At the time, the exit had been criticized by NATO member states, the EU, and former US presidents, several of which urged the US to not pull troops from Afghanistan, warning of possible consequences.

The Taliban launched an offensive coinciding with the US withdrawal, and already effectively controlled the country by the time the last troops were leaving Kabul in late August 2021. 

Their departure also coincided with a frenetic and chaotic bid to evacuate some civilians. The unprecedented military airlift operation did manage to get more than 120,000 people out of the country in a matter of days, but left far more behind. By the end of the process, Kabul was in Taliban hands as the US military was completing the airlift.

Under renewed Taliban rule, Afghanistan's economy has faltered and the rights of women in particular have again been drastically curtailed.

Biden teams blames Trump administration 

"The departing Trump administration had left the Biden administration with a date for withdrawal, but no plan for executing it. And after four years of neglect — and in some cases deliberate degradation — crucial systems, offices, and agency functions that would be necessary for a safe and orderly departure were in disrepair," the document said.

In February 2020, former US President Donald Trump had struck a deal with the Islamist Taliban to withdraw all American forces by late 2021.

US National Security Council spokesperson John Kirby
John Kirby argued that Trump had left Biden in an impossible position, with almost no choice but to withdrawImage: John Kirby/REUTERS

The White House sharply criticized the move, saying Biden had to take over a chaotic, depleted operation in Afghanistan that crippled its response. "Transitions matter," Kirby said, and Biden was left with two options, to withdraw all US forces or resume fighting with the Taliban.

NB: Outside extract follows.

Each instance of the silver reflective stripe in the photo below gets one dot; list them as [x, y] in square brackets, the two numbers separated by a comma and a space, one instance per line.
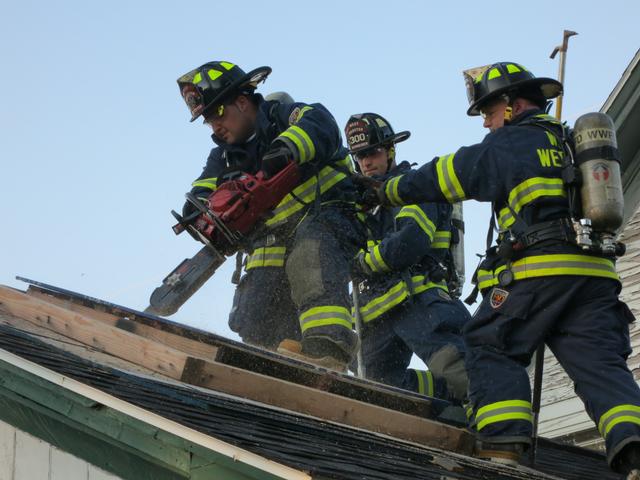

It went on to claim that no intelligence agency had predicted such a rapid collapse of Afghan government forces.

The withdrawal from Afghanistan, and particularly the deaths of 13 service members in a suicide bombing at Kabul's airport, had been a common point of criticism for Republican lawmakers against Biden's administration. 

Kirby was the Pentagon spoeksman during the withdrawal, and pressed by reporters on Thursday he said he rejected the premise of the withdrawal having been chaotic. 

"For all this talk of chaos, I just didn't see it, not from my perch," said Kirby. "At one point during the evacuation, there was an aircraft taking off full of people, Americans and Afghans alike, every 48 minutes, and not one single mission was missed. So I'm sorry, I just won't buy the whole argument of chaos."